According to Jewish religious law, any type of work is prohibited during Shabbat and Jewish holidays. This also includes writing and carrying objects outside of the house. Out of these reasons and in order to be able to observe religious practices on these days, religious Jewish school children and students request dispensation on Shabbat and Jewish holidays.
The prohibition on working applies to the Shabbath (Saturday) and also to the following Jewish holidays:
- Pesach (Passover): 2 x 2 days
- Shavuot (Feast of Weeks): 2 days
- Rosh Hashana (New Year): 2 days
- Yom Kippur (Day of Atonement): 1 day
- Sukkot (Feast of Tabernacles): 2 days
- Simchat Torah (Joy of the Torah): 2 days
According to the Jewish calendar, each day begins on the previous evening. On the Shabbath and the holidays, the rules must be observed on the preceding evening approximately one hour before sunset until the last day one hour after sunset. Accurate times are published by the Rabbinical authorities responsible for the area.

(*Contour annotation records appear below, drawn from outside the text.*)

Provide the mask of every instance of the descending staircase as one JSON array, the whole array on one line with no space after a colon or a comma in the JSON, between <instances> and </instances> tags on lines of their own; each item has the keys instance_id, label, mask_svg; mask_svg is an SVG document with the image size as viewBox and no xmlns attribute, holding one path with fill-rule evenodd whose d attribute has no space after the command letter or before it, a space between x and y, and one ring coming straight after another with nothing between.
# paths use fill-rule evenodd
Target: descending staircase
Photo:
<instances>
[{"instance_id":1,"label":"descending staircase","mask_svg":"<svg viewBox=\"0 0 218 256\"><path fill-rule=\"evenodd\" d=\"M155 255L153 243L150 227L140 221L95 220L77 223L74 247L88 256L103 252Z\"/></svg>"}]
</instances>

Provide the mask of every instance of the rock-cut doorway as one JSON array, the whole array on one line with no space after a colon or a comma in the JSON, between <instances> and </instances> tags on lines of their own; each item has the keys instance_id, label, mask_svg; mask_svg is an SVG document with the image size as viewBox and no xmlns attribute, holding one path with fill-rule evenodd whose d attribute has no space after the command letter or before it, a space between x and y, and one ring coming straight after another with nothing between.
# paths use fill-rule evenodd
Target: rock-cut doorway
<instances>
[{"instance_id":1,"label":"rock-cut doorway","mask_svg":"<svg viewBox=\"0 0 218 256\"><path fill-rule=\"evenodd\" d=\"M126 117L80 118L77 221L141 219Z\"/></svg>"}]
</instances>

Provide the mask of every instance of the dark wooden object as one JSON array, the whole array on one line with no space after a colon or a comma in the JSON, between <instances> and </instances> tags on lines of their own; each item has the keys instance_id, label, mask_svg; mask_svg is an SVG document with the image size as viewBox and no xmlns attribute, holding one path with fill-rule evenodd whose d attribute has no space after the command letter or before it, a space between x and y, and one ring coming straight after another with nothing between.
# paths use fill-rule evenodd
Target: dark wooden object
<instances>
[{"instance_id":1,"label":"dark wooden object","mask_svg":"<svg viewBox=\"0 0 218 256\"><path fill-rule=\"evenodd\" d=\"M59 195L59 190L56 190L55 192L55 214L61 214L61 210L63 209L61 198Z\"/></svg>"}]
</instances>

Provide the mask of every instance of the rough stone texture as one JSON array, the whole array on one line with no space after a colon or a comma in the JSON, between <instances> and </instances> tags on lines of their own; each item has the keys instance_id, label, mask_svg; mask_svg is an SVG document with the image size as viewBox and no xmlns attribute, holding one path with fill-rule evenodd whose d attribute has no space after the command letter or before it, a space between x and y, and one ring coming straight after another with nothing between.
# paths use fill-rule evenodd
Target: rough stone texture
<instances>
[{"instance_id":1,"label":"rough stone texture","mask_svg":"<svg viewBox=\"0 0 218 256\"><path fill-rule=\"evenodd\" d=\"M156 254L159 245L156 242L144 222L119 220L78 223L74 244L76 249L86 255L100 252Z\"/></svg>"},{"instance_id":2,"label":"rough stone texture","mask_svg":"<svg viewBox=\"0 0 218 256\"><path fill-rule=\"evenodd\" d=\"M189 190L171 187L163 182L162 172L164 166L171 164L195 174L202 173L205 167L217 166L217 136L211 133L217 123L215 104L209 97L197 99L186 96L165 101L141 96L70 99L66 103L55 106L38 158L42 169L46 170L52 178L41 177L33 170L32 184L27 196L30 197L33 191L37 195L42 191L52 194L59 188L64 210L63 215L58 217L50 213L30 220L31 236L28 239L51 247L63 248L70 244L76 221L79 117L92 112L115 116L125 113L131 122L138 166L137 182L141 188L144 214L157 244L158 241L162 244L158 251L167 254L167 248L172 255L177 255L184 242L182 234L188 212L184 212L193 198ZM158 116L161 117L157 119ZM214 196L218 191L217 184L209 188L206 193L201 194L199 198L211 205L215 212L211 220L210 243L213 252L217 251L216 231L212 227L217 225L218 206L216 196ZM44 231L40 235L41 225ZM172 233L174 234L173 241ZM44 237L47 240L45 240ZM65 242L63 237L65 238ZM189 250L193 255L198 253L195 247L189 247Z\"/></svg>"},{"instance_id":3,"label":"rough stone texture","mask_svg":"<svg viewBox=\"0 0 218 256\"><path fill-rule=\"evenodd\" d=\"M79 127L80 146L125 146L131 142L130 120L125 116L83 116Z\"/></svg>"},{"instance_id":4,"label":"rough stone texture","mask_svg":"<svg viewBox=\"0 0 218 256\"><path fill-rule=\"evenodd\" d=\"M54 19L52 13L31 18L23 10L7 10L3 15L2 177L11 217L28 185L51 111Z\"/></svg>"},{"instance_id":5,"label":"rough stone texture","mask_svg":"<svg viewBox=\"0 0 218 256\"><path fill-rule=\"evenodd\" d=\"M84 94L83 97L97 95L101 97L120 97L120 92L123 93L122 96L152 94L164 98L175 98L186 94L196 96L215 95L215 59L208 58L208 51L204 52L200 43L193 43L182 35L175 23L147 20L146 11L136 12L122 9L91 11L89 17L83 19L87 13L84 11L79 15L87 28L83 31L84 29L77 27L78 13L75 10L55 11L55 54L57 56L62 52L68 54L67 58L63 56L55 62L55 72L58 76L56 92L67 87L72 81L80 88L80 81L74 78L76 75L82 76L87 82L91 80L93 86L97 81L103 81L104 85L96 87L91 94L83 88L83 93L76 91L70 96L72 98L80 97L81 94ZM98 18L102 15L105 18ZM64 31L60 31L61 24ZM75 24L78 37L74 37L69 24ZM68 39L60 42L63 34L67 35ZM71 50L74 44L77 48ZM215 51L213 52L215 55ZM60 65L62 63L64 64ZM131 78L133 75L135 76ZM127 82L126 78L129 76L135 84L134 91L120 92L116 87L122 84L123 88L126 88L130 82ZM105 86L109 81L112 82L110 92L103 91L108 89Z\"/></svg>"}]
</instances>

Protection from the Federal Court for the freedom to observe holidays and rest days
The right to observe the holidays and rest days and the associated dispensation for schoolchildren applying to school attendance are protected by the Swiss Federal Court. Its ruling of 1st April 2008 (BGE 134 I 114) required any school intending to hold examinations on a Saturday or holiday to produce an alternative solution. In reaching this decision, the Federal Court weighed the interest of the schoolchildren and their need to observe the commandment on keeping the Shabbath as a day of rest and found it more compelling than the public interest in examining all candidates together on a Saturday.